Gillbret fired at him, "Yes, I do. Twenty years isn't too long to organize a rebellion against a planet that rules fifty systems. I was there just at the beginning of the rebellion. I know that too. Slowly, since then, they must have been honeycombing the planet with their underground preparations, developing newer ships and weapons, training more men, organizing the attack.
"It's only in the video thrillers that men spring to arms at a moment's notice; that a new weapon is needed one day, invented the next, mass-produced the third, and used the fourth. These things take time, Biron, and the men of the rebellion world must know they will have to be completely ready before beginning. They won't be able to strike twice.
"And what do you call 'incidents'? Tyrannian ships have disappeared and never been found. Space is big, you might say, and they might simply be lost, but what if they were captured by the rebels? There was the case of the Tireless two years back. It reported a strange object close enough to stimulate the massometer, and then was never heard from again. It could have been a meteor, I suppose, but was it?

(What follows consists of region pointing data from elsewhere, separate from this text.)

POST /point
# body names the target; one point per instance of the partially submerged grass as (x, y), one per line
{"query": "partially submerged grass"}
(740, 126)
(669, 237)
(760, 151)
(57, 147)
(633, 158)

"The search lasted months. They never found it. I think the rebels have it. The Tireless was a new ship, an experimental model. It would be just what they would want."
Biron said, "Once having landed there, why didn't you stay?"
"Don't you suppose I wanted to? I had no chance. I listened to them when they thought I was unconscious, and I learned a bit more then. They were just starting, out there, at that time. They couldn't afford to be found out then. They knew I was Gillbret oth Hinriad. There was enough identification on the ship, even if I hadn't told them myself, which I had. They knew that if I didn't return to Rhodia there would be a full-scale search that would not readily come to a halt.
"They couldn't risk such a search, so they had to see to it that I was returned to Rhodia. And that's where they took me."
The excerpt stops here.